André Laugier
Messages : 7157 Date d'inscription : 25/01/2015 Age : 82 Localisation : Marseille
| Sujet: Re: La région Alsace-Lorraine vue par les poètes Lun 4 Juil - 14:26 | |
| LA RÉGION ALSACE-LORRAINE VUE PAR LES POÈTES
(Compilation) Comme tant d'autres génies, comme Beethoven et Mozart, Verlaine mourut seul, il y a soixante ans. Il n'eut même pas la suprême consolation qu'une main aimée fermât ses yeux, comme il l'avait souhaité dans cet admirable poème, rare, que je vous propose, composé à Metz :
VERLAINE
Et j'ai revu l’enfant unique : il m'a semblé Que s'ouvrît dans mon cœur la dernière blessure, Celle dont la douleur plus exquise m'assure D'une mort désirable en un jour consolé. La bonne flèche aiguë et sa fraîcheur qui dure ! En ces instants choisis, elles ont éveillé Les rêves un peu lourds du scrupule ennuyé, Et tout mon sang chrétien chanta la Chanson pure. J'entends encor, je vois encor ! Loi du devoir Si douce ! Enfin je sais ce qu'est entendre et voir, J'entends, je vois toujours ! Voix des bonnes pensées ! Innocence, avenir ! Sage et silencieux, Que je vais vous aimer, vous un instant pressées, Belles petites mains qui fermerez mes yeux ! _________________
VERLAINE
Metz aux campagnes magnifiques Rivières aux ondes prolifiques Coteaux boisés, vignes de feu Cathédrale toute en volutes Où le vent chante sur la flûte Et qui lui répond par la Mutte Cette grosse voix du Bon Dieu. _________________ Charles PÉGUY a fait parler Jeanne d'Arc (née à Domrémy sur la Meuse) dans un vibrant "Adieu à la Meuse", un poème que voici... Cet hommage nous intéresse particulièrement parce qu'il fait référence à la Meuse Lorraine, alors que de nombreuses références littéraires font le plus souvent référence à la Meuse plus en aval vers la Belgique et les Pays Bas.
Charles PÉGUY
Adieu, Meuse endormeuse et douce à mon enfance, Qui demeures aux prés, où tu coules tout bas. Meuse, adieu : j’ai déjà commencé ma partance En des pays nouveaux où tu ne coules pas.

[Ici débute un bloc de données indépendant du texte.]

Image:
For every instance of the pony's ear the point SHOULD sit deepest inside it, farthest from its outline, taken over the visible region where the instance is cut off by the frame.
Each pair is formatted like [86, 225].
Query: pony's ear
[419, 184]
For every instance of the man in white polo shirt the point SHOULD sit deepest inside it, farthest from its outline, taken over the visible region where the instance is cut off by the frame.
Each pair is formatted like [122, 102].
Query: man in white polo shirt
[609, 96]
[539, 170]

Voici que je m’en vais en des pays nouveaux : Je ferai la bataille et passerai les fleuves ; Je m’en vais m’essayer à de nouveaux travaux, Je m’en vais commencer là-bas les tâches neuves.
Et pendant ce temps-là, Meuse, ignorante et douce, Tu couleras toujours, passante accoutumée, Dans la vallée heureuse où l’herbe vive pousse,
Ô Meuse inépuisable et que j’avais aimée.
Tu couleras toujours dans l’heureuse vallée ; Où tu coulais hier, tu couleras demain. Tu ne sauras jamais la bergère en allée, Qui s’amusait, enfant, à creuser de sa main Des canaux dans la terre, – à jamais écroulés.
La bergère s’en va, délaissant les moutons, Et la fileuse va, délaissant les fuseaux. Voici que je m’en vais loin de tes bonnes eaux, Voici que je m’en vais bien loin de nos maisons.
Meuse qui ne sais rien de la souffrance humaine, Ô Meuse inaltérable et douce à mon enfance, Ô toi qui ne sais pas l’émoi de la partance, Toi qui passes toujours et qui ne pars jamais, Ô toi qui ne sais rien de nos mensonges faux,
Ô Meuse inaltérable, ô Meuse que j’aimais,
Quand reviendrai-je ici filer encor la laine ? Quand verrai-je tes flots qui passent par chez nous ? Quand nous reverrons-nous ? et nous reverrons-nous ?
Meuse que j’aime encore, ô ma Meuse que j’aime… _________________ À l'occasion du « Printemps des poètes » à la MJC Jean-Savine, la ville a rendu hommage à André MARTIN, Grand prix des poètes lorrains 2010 pour son recueil « Symboles vivants ». André MARTIN n’est pas simplement un poète, c’est aussi ce qu’on appelle un homme de bien.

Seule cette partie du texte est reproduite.